To do this, you might have to clone your parameters, and cast them to float32 and once forward+backward is over, you copy over the param .data and .grad into this float32 copy (and call optimizer.step on this float32 copy) and then copy back…
Other than that, I dont have a good idea of why adam + half is giving NaNs.
EDIT: see below, it looks like eps was the culprit after all, no need for this solution.
Alright, got this working by just hanging onto fp32 copies of the parameters and keeping all of the Adam values in fp32 as well, as shown in This Gist. I suspect you could get the desired stability and do this even more efficiently by just keeping the Adam values in fp32 (I think there’s a divide-by-0 happening somewhere) but this gives the desired memory reduction without any loss of speed over fp32.
I had previously tried upping epsilon after tagging it as the culprit, but I can’t recall to exactly what values–as of right now I’m training with eps=1e-4 and it’s working just fine. Guess I should have dug into that further, thanks!
You might want to look at this paper: https://arxiv.org/abs/1609.07061
if you’re willing to keep a copy of weights/gradients in FP32 you might be able to reduce the precision of forward/backward step much further than FP16.

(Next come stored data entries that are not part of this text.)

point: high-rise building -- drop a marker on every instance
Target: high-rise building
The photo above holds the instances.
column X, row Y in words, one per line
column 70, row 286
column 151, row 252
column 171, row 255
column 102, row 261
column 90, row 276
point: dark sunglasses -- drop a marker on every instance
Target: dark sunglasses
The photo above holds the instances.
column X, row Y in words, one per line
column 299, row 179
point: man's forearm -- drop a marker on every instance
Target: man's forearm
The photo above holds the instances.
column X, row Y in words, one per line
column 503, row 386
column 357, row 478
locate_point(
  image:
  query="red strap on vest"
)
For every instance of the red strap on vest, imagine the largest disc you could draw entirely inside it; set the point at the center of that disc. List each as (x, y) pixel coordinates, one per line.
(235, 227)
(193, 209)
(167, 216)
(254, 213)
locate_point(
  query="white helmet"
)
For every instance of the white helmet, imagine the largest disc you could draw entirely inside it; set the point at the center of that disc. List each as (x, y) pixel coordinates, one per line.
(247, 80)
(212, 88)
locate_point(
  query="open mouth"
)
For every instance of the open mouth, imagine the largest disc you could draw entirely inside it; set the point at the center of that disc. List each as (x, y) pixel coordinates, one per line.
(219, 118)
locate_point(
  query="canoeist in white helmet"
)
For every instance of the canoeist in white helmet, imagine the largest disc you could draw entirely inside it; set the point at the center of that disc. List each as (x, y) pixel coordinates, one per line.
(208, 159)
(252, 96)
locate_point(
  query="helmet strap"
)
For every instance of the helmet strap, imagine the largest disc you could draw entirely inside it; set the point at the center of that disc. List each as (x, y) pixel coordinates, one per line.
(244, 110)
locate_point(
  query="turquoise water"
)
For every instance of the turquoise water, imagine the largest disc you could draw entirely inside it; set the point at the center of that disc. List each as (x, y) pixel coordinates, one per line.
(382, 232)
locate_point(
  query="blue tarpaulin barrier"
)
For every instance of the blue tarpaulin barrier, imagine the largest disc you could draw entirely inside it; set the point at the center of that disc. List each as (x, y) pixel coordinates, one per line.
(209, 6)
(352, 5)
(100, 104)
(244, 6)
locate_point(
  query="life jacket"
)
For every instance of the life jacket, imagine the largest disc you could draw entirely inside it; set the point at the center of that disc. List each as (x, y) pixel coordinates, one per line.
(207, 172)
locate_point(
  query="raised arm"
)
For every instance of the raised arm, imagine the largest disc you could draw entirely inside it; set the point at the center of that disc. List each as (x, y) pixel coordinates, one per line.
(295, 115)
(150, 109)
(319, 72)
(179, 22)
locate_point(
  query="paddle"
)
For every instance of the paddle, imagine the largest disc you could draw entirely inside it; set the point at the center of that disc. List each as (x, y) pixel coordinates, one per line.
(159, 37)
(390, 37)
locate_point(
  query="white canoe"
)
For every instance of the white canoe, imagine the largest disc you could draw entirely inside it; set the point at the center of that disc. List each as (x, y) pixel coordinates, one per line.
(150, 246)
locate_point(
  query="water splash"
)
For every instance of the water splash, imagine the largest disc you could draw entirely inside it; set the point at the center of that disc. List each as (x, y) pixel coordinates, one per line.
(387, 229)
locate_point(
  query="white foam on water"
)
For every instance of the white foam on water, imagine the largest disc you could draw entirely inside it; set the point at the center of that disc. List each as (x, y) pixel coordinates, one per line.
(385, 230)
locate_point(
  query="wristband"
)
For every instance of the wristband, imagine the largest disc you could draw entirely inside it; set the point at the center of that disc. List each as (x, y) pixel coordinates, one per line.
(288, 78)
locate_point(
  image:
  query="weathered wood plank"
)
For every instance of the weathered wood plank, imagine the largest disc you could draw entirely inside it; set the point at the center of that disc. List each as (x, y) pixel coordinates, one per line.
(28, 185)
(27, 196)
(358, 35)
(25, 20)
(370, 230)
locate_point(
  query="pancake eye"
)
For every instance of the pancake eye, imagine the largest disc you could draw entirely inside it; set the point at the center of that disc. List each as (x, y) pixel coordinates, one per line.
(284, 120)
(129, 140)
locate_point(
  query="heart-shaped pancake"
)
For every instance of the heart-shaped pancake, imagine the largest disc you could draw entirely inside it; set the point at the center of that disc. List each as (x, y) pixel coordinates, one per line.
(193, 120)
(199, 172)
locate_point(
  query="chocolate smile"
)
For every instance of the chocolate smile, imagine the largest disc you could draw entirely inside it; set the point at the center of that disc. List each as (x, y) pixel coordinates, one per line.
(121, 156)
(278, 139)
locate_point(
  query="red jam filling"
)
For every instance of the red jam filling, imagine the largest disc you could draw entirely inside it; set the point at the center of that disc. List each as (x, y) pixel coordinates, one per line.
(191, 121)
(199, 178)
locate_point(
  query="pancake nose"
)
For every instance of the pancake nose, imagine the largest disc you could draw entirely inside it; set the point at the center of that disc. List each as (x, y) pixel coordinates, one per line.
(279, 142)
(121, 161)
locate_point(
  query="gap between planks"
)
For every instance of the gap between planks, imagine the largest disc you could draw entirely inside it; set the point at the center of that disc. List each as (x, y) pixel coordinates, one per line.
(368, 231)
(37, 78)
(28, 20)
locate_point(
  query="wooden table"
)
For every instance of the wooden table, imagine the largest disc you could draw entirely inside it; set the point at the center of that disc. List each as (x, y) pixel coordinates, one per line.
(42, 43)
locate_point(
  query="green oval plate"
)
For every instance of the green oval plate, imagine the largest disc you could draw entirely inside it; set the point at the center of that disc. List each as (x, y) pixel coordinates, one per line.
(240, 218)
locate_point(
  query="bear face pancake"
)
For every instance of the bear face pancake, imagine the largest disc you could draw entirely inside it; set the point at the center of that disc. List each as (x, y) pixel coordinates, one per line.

For anybody who arrives here through a google search -
This is a paper by Nvidia which sheds more light on training in FP16. https://arxiv.org/abs/1710.03740
Also they have been nice to provide implemented code -
This is a very old post, and google search took me here. For future references, it seems Adam is now adapted to do half-precision training with tuning on hyperparameters:
For me the backward function died before the optimizer was even called. My loss was very high and dividing the loss by 1e5 as last step before the backward pass helped to get rid of the NaN. Of course, performance could suffer, learning rate may need to be tuned etc.
I had this problem with TensorFlow, but this is the only post I found discussing it, so I might as well share my solution. Float16s can only represent numbers as small as 10e-5, but the default adam epsilons for TensorFlow and PyTorch are lower than this (10e-7 and 10e-8 respectively). This seems to cause underflow errors when using float16s. Changing the epsilon to 10e-4 solved the problem for me.